As robots incrementally replace people in carrying out more routine, manual activities, the ability to think creatively, solve complex problems, and work in a team will all be advantages in the labour market. The National Curriculum already helps to develop these skills, but it is outside the classroom that children get to apply them in practice and consolidate them.
Schools particularly value extra-curricular activities to help children develop these skills. 97 per cent provide some level of after-school activity, including sports and drama clubs.
However, despite most schools offering these clubs, the ability for children to access them varies substantially by socio-economic background. Financial and other barriers mean that children from disadvantaged backgrounds are 30 per cent less likely to participate than their better-off peers (46 per cent against 66 per cent). These are worrying differences. It is precisely those young people from disadvantaged backgrounds who would benefit the most from activity beyond the classroom.
Some 13 per cent of pupils in England are disadvantaged, using eligibility for Free School Meals as a measure, but as with many things, this varies across the country. The share is much higher in cities in the North and Midlands. In Liverpool, 27 per cent of all pupils are eligible for Free School Meals, in Hull, it’s 22 per cent. In contrast, in Aldershot and Bournemouth, only 7 per cent of pupils are from disadvantaged backgrounds.
It is perhaps unsurprising that places with weaker economies tend to see a lower take-up of extra-curricular activities. But, with the rise of the robots, the risk is that these places will be further weakened as jobs are lost to automation.
Take Huddersfield and Sunderland for example: not only is the share of pupils from disadvantaged background higher, but both cities also feature in the top 10 for jobs at risk of displacement by 2030. They too are among the cities with the lowest share of highly-skilled business services jobs and these jobs are the most likely to be sustained – and grow – in the future, and are relatively better paid and more productive.
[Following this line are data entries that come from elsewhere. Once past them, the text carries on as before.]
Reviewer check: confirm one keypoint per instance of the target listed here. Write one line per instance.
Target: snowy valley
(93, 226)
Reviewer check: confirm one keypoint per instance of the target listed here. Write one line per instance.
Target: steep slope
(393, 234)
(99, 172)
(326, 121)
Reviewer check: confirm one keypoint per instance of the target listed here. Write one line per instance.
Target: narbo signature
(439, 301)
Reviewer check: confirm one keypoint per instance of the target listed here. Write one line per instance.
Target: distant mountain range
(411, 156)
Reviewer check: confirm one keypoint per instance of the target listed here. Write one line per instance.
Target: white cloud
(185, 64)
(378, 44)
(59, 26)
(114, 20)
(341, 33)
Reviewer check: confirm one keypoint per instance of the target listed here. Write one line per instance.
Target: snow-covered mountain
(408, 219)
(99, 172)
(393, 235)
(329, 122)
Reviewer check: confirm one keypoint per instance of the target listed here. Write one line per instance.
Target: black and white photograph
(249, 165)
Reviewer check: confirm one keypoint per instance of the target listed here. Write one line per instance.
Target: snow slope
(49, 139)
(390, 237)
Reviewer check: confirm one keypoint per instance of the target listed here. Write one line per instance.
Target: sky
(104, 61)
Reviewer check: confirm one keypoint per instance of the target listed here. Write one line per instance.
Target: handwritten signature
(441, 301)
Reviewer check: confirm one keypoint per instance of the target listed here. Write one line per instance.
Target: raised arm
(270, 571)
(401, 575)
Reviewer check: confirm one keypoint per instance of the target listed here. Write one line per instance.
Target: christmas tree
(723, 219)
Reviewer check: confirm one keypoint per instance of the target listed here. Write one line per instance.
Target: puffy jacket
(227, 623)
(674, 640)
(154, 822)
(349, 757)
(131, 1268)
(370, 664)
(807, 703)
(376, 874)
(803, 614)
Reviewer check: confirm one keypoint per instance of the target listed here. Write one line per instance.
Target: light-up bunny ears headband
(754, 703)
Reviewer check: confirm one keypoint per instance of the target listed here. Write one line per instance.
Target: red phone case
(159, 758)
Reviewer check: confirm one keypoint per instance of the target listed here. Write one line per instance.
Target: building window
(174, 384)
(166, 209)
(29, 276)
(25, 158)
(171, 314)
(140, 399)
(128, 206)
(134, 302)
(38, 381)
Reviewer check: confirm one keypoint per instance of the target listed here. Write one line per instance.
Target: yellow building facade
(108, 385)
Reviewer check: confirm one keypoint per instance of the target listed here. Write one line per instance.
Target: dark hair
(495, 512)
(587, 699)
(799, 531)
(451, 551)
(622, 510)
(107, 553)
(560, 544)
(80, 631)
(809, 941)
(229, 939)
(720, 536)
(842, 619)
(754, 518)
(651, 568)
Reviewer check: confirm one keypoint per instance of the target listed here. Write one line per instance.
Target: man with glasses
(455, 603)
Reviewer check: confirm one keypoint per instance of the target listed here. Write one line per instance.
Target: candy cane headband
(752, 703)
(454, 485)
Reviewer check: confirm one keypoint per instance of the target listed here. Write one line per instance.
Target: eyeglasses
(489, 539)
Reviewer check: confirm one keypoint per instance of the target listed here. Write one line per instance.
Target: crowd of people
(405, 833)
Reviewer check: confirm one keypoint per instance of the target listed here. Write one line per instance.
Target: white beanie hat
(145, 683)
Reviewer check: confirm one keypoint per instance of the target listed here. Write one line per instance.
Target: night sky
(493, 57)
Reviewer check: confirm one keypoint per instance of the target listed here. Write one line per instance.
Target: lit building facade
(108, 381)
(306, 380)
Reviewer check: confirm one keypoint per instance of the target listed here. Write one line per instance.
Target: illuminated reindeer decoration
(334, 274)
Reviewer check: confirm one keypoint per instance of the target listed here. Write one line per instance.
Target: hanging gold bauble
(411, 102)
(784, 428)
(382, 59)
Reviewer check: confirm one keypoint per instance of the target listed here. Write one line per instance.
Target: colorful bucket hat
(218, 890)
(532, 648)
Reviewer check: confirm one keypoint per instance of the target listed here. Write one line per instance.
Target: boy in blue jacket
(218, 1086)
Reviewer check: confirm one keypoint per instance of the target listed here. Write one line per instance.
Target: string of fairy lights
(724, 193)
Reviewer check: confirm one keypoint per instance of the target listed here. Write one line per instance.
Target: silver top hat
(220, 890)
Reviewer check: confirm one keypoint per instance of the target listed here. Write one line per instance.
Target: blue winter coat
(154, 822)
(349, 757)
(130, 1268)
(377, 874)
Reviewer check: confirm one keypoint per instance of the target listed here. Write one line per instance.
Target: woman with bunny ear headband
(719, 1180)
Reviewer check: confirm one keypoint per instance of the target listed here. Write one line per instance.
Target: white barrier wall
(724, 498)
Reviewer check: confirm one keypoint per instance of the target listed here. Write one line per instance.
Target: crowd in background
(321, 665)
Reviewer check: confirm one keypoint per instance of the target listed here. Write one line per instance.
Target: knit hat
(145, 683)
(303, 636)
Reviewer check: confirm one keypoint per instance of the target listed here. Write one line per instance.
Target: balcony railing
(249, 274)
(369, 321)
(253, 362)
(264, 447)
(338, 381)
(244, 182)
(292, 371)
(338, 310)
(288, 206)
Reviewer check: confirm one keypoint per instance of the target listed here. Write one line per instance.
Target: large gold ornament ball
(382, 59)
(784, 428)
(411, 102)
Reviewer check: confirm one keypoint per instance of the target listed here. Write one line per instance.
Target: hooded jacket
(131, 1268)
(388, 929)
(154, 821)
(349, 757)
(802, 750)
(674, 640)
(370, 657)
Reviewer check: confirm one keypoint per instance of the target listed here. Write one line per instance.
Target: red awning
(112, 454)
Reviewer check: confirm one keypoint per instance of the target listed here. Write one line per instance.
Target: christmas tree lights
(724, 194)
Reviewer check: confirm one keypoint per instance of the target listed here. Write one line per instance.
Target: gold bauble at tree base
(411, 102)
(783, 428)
There is a risk that the gaps between places will widen if action is not taken. Focusing on improving not just subject-specific accomplishments, but interpersonal skills too, through activities in and out of the classroom, is vital and should be a priority for the national government. There should also be a focus – both at the national and local level – on policies aimed at improving access to existing extra-curricular activities, as well as raising awareness of them, especially in our less affluent cities or in the parts of cities with high levels of disadvantage.
While many children will have been enjoying a range of activities during their week off, school holidays cannot be relied on as the sole way of developing essential skills for the future. They should be an integral part of any long-term strategy aimed at ensuring young people develop the analytical and interpersonal skills necessary to succeed in the jobs of the future.